Ieri al teatro Litta è andata in scena la parte conclusiva della rassegna “Siamo pari! La parola alle donne”, organizzata dalla onlus Intervita per celebrare la giornata internazionale contro la violenza sulle donne. Nel manifesto una bocca cucita perché nessuna debba mai più sentirsi dire “Stai zitta cretina”.
E’ stata premiata per il suo impegno la regista Francesca Archibugi che ha presentato il documentario “Giulia ha picchiato Filippo”, dove le testimonianze toccanti delle donne con un passato di violenza subita si intrecciano alle riflessioni delle operatrici dei centri anti-violenza romani. Alla fine, una breve fiction dimostra come il rapporto di sopraffazione uomo-donna sia radicato nell’educazione che fin dall’infanzia assegna a maschi e femmine ruoli ben definiti, e purtroppo definiti male. Giulia una bambina bionda tormentata ogni giorno dal suo compagno d’asilo Filippo infine si ribella e reagisce con un morso scatenando i rimproveri e l’assurda punizione dell’insegnante.

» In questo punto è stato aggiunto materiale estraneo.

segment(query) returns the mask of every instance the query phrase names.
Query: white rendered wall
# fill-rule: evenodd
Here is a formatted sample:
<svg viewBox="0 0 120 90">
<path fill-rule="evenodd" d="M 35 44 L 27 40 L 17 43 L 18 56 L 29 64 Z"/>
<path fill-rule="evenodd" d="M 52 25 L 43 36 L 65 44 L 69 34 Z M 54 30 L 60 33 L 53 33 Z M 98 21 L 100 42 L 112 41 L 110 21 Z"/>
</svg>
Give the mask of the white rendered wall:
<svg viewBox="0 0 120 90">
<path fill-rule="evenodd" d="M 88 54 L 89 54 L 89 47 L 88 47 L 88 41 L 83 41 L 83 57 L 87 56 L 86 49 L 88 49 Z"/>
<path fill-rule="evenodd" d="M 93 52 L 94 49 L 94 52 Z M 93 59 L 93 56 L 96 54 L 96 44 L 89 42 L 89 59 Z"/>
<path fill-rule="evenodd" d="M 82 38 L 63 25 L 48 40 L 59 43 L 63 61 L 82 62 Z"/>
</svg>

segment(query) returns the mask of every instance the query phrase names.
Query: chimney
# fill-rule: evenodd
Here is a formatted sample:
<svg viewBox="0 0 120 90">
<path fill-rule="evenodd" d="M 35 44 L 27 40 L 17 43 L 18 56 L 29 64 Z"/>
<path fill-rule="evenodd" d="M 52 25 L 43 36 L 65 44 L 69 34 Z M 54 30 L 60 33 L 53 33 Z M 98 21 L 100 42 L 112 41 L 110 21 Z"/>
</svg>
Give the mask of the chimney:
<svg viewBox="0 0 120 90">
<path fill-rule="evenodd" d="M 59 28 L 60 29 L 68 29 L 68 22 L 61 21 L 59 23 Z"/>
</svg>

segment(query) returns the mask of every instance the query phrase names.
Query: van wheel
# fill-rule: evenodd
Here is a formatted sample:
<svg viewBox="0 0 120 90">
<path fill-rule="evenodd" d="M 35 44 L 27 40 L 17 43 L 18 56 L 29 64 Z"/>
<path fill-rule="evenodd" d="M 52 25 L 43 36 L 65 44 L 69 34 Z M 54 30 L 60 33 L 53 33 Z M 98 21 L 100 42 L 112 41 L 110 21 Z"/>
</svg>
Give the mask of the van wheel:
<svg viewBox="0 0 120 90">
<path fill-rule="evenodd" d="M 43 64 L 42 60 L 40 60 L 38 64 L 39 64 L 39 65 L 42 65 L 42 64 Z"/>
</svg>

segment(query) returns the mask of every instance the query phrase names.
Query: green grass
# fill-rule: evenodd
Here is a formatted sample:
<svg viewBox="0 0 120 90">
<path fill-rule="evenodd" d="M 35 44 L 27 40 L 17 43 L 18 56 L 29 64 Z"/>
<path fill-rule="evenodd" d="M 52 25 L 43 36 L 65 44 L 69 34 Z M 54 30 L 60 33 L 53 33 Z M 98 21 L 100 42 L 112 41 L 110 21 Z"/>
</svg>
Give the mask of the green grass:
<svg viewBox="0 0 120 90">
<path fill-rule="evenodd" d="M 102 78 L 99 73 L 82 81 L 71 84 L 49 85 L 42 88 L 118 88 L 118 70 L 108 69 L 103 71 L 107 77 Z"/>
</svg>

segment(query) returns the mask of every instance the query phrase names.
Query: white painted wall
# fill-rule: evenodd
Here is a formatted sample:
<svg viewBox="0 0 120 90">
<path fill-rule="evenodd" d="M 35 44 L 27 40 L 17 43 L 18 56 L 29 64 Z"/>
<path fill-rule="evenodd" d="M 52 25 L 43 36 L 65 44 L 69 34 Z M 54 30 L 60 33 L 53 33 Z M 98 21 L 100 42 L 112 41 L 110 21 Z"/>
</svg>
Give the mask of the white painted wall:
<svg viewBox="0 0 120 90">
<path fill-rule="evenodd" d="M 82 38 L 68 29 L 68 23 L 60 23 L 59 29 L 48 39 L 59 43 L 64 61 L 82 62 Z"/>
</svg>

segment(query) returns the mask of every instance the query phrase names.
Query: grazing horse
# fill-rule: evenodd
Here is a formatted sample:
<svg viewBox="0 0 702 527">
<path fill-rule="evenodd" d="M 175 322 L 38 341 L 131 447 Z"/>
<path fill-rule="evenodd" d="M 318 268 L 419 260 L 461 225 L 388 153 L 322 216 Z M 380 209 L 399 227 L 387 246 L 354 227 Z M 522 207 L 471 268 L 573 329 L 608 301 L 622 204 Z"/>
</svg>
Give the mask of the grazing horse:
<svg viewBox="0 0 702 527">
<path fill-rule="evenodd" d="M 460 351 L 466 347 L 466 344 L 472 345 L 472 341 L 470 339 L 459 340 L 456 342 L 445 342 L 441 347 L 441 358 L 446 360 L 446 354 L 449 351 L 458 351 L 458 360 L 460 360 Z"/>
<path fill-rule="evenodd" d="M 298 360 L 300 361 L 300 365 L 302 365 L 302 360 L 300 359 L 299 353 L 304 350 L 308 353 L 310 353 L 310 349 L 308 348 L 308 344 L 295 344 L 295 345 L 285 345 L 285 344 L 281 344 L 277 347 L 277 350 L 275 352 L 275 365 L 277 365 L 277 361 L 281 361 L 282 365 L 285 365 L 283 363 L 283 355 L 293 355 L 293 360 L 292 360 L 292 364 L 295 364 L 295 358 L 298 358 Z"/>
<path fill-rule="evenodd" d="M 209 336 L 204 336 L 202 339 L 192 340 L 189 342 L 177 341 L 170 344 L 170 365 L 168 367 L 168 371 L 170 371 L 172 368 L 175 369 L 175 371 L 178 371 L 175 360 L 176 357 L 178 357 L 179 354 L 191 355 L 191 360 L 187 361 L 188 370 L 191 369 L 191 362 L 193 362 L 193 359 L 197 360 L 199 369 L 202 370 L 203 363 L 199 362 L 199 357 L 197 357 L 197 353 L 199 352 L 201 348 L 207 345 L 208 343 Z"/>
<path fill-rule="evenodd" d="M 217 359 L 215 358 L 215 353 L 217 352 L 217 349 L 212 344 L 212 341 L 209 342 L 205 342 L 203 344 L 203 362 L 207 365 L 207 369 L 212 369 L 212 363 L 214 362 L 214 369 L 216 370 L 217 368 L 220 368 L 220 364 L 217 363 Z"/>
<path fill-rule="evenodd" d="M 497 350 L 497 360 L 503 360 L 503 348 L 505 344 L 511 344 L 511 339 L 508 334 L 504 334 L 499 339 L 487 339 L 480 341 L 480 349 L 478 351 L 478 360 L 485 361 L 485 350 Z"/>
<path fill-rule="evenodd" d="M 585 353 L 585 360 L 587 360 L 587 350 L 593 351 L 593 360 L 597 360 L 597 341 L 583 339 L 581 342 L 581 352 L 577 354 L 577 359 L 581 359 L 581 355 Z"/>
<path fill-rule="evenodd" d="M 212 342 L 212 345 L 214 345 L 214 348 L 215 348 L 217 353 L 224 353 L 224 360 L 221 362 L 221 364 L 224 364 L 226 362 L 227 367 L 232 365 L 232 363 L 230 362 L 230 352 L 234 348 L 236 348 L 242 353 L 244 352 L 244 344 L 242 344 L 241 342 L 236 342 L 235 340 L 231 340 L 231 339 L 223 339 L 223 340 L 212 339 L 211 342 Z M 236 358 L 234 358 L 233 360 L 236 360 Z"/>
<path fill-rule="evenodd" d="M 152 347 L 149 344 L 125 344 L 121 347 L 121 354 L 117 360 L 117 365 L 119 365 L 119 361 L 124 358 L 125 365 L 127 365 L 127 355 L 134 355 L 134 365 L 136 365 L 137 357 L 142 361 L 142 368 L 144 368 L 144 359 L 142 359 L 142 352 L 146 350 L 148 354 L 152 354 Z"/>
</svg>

Ha suscitato molta emozione il momento teatrale preparato dalle giornaliste della 27esima Ora che hanno presentato la loro inchiesta sulla violenza domestica “E voi questo me lo chiamate amore”. Dopo un drammatico spoon river con i nomi delle 115 donne uccise nel 2012 letti dall’attore Enzo Giraldo, mentre i loro volti venivano proiettati sullo schermo, sono andate in scena altre letture piene di pathos. Sempre Giraldo insieme alle attrici Aglaia Zanetti e Lorella de Luca hanno animato brevi brani tratti dalle storie di donne vittime di abusi ripetuti. Come Elena, segnata dalle cicatrici di un passato drammatico, che continua ad essere perseguitata dal “fantasma” dell’ex marito aguzzino, nonostante lui sia in carcere da 10 anni. O come Sara, che ha sfiorato la depressione ma ora ce l’ha fatta e dice la sua sconfitta è stata la mia rinascita. O come Greta, donna dell’alta società che ha dovuto sottostare alle torture psicologiche prima del padre, poi del marito. Accanto a queste, anche la storia di un uomo che ha iniziato un percorso di ravvedimento, raccontata non certo per giustificare, ma per cercare di capire.